Other determinants of sensitivity

Cancer treatments such as radiotherapy and chemotherapy induce DNA damage, which can be a factor determining therapeutic efficacy. A DNA double strand break (DSB) is considered to be the most critical type of DNA lesion, since DSBs cause cell death when they are unrepaired and generate mutations if they are misrepaired. Ionising radiation (IR) produces a broad spectrum of DNA damage, including DSBs, single strand breaks (SSBs) and base damages. Specific poly(ADP-ribose) polymerase (PARP) inhibitors, currently being tested in clinical trials, compromise SSB repair after IR, resulting in the accumulation of replication-associated DSBs. Since replication-associated DSBs are effectively repaired by homologous recombination, PARP inhibition sensitizes cells that are defective in homologous recombination. In addition, PARP inhibition effectively blocks backup DSB repair in cells defective in non-homologous end joining (NHEJ) following IR. Importantly, the sensitization in NHEJ-defective cells occurs independently of DNA replication. In this chapter, we discuss the multiple effects of PARP inhibition in DSB repair-defective cells in the context of the potential availability of PARP inhibitor in clinical use.

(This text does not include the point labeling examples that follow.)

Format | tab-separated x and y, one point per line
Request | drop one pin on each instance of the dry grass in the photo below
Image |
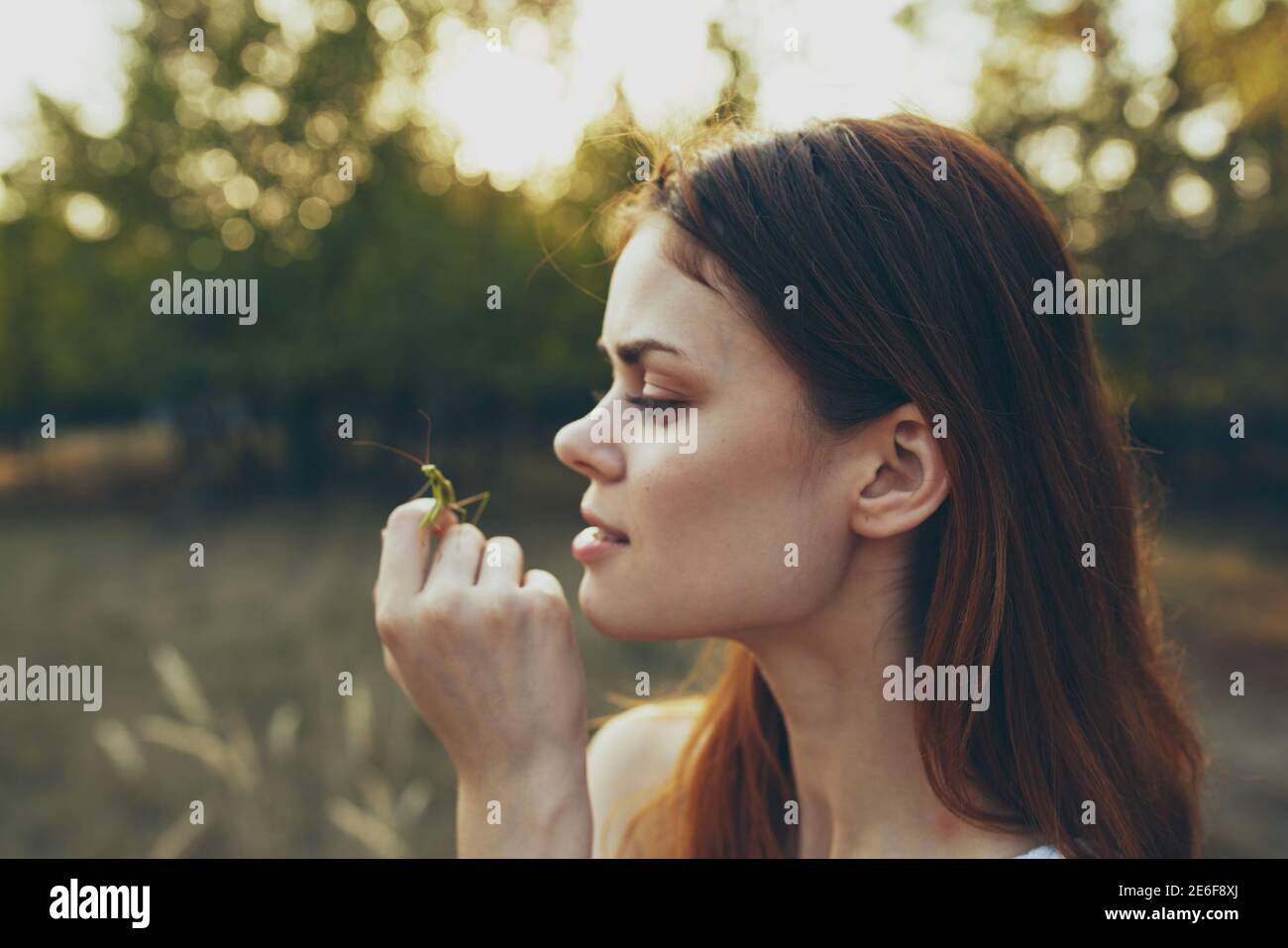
220	685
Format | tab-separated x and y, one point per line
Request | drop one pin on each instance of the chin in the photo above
610	614
617	617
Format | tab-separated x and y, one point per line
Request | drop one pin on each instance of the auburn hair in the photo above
914	250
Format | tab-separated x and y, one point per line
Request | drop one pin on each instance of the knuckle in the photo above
389	625
443	607
465	532
549	605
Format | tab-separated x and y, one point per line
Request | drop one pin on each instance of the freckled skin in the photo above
707	530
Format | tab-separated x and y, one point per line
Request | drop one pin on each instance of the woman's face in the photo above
709	531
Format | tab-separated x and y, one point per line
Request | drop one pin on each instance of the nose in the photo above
597	460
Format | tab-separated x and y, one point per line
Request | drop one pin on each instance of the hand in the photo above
487	656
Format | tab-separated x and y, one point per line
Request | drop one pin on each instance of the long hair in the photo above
915	250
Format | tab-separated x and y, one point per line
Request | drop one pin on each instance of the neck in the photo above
859	779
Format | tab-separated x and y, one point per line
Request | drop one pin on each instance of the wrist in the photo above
540	809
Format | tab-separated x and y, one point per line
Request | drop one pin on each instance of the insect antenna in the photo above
397	451
429	428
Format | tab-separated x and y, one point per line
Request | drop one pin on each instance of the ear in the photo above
903	476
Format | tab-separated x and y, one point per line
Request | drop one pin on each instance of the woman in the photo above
901	466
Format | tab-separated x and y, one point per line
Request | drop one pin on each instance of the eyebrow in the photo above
631	352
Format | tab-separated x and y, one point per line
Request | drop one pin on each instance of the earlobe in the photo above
905	478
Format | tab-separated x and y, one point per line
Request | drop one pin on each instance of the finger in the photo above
502	563
404	550
539	579
458	559
403	554
391	668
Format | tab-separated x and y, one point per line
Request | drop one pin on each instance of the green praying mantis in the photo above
436	483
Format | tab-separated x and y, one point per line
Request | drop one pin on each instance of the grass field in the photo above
220	685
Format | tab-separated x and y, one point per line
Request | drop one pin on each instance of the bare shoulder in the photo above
626	762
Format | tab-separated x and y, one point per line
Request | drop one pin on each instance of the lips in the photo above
606	532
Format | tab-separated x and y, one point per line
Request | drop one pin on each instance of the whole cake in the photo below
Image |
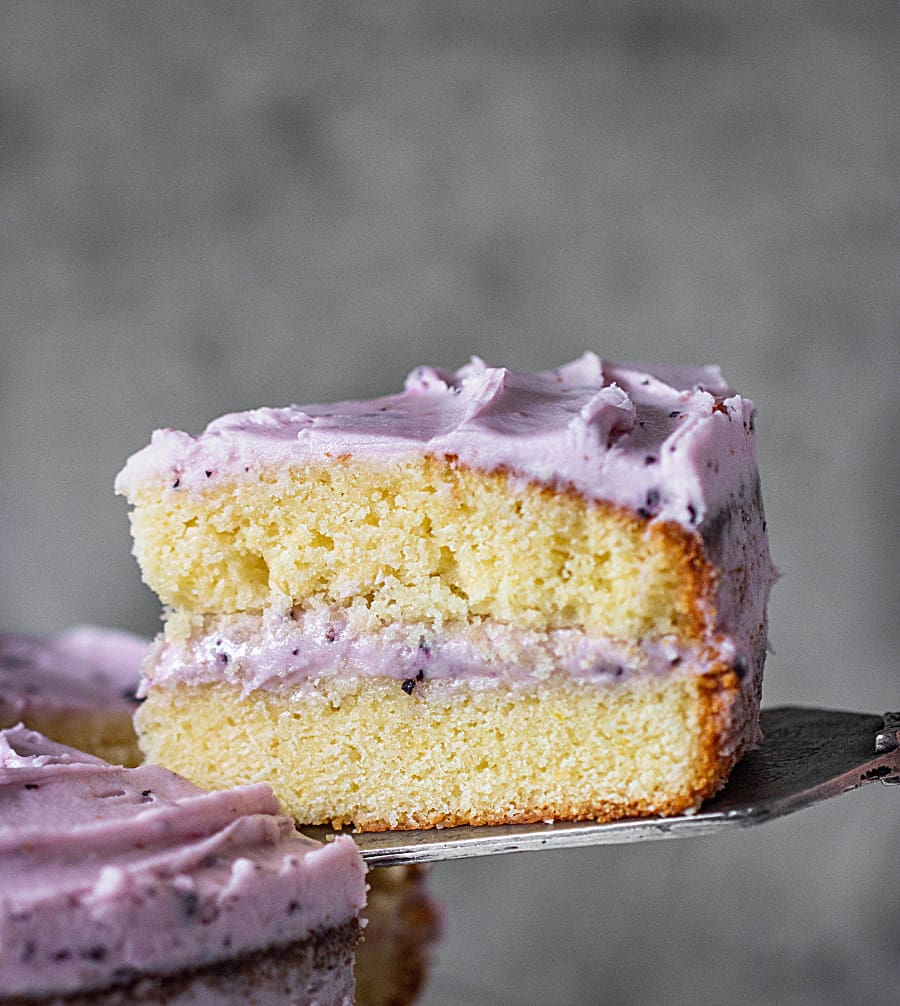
77	687
135	885
493	598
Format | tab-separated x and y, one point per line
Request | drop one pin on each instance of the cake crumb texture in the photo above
378	757
419	539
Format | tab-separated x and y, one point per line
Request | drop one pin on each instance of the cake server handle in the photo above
805	756
888	737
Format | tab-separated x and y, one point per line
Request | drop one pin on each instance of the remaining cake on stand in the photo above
77	687
133	885
493	598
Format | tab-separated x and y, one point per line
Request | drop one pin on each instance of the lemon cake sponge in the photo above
492	598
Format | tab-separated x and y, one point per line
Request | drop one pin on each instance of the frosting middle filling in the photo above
296	648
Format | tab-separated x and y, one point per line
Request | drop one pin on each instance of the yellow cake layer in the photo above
419	540
363	751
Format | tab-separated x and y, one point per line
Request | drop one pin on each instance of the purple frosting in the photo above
668	442
84	668
108	872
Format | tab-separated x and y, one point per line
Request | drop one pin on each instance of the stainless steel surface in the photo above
806	756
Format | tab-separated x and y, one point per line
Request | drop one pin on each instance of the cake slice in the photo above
492	598
77	687
135	885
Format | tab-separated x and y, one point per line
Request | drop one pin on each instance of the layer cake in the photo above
492	598
78	687
134	884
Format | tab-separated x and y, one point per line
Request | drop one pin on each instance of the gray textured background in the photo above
209	207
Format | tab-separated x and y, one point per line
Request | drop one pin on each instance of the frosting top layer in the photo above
82	668
108	872
669	442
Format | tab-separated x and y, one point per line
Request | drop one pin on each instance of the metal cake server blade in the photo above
806	756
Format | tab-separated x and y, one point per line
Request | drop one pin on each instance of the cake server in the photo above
806	756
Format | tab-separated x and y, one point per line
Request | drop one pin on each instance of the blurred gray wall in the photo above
213	206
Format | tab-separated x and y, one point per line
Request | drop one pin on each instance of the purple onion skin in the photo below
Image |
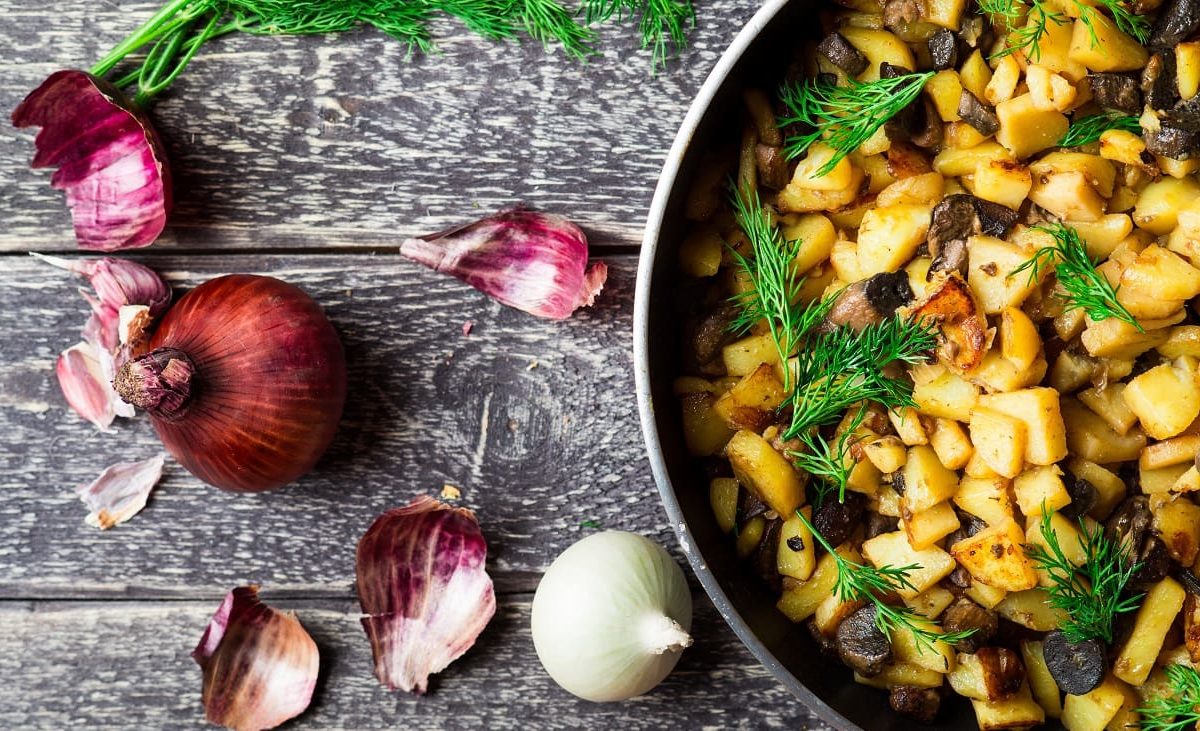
259	665
269	382
111	161
423	583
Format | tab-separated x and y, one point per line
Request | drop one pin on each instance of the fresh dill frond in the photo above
775	289
863	582
1083	286
829	465
844	117
1086	130
1091	594
663	24
1177	711
840	367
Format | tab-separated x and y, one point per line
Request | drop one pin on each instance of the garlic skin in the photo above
526	259
120	491
259	665
423	583
611	616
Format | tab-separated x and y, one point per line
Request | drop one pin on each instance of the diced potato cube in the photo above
934	563
765	472
1041	489
1167	397
1039	409
1155	618
1110	51
951	443
1042	683
1024	129
948	396
1000	439
930	526
1091	438
889	237
995	556
985	498
927	480
990	261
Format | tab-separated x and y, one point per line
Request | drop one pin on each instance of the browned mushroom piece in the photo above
918	703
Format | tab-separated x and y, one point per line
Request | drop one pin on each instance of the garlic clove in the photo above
87	387
527	259
423	583
109	160
120	491
259	664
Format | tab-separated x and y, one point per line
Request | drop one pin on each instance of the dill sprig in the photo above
775	289
1083	286
840	367
1029	37
845	117
829	465
863	582
1086	130
1177	711
1091	594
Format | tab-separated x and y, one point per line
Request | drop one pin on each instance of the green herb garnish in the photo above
1089	129
1179	711
845	117
863	582
1083	286
1090	594
1029	37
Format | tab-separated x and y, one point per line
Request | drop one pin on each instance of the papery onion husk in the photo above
259	664
109	160
523	258
245	382
120	491
423	583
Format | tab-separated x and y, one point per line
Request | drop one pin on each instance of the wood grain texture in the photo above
343	142
149	681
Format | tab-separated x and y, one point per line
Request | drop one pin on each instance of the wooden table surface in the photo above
310	160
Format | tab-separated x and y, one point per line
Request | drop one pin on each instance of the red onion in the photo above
245	382
259	665
526	259
109	157
425	589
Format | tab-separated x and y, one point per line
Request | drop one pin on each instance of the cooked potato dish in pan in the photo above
942	365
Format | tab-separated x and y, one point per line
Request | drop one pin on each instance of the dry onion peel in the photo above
423	583
109	160
259	664
527	259
120	491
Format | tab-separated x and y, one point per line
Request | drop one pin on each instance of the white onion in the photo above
611	616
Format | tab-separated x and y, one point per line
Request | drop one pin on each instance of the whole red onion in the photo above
245	382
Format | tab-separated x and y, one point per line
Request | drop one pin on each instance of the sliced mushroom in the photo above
843	54
918	703
861	645
967	616
1177	21
978	114
869	301
943	49
1077	667
1116	91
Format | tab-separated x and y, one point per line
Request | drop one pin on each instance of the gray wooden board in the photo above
342	142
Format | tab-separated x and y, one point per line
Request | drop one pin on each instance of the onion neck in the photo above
161	382
661	634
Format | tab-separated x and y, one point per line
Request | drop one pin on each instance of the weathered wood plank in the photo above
342	142
534	420
117	665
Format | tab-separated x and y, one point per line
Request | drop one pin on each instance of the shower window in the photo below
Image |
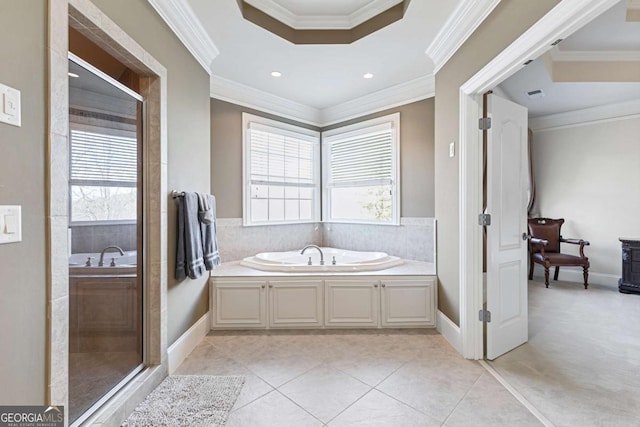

We further discuss how a PARP inhibitor influences the type of cell death, which may affect prognosis following cancer treatment. In cancer therapy using PARP inhibitors, a comprehensive understanding of PARP signaling from DNA damage to cell death may be required to augment DNA damage-induced cell death and to direct restrained cell death in order to reduce inflammation responses in surrounding tissues.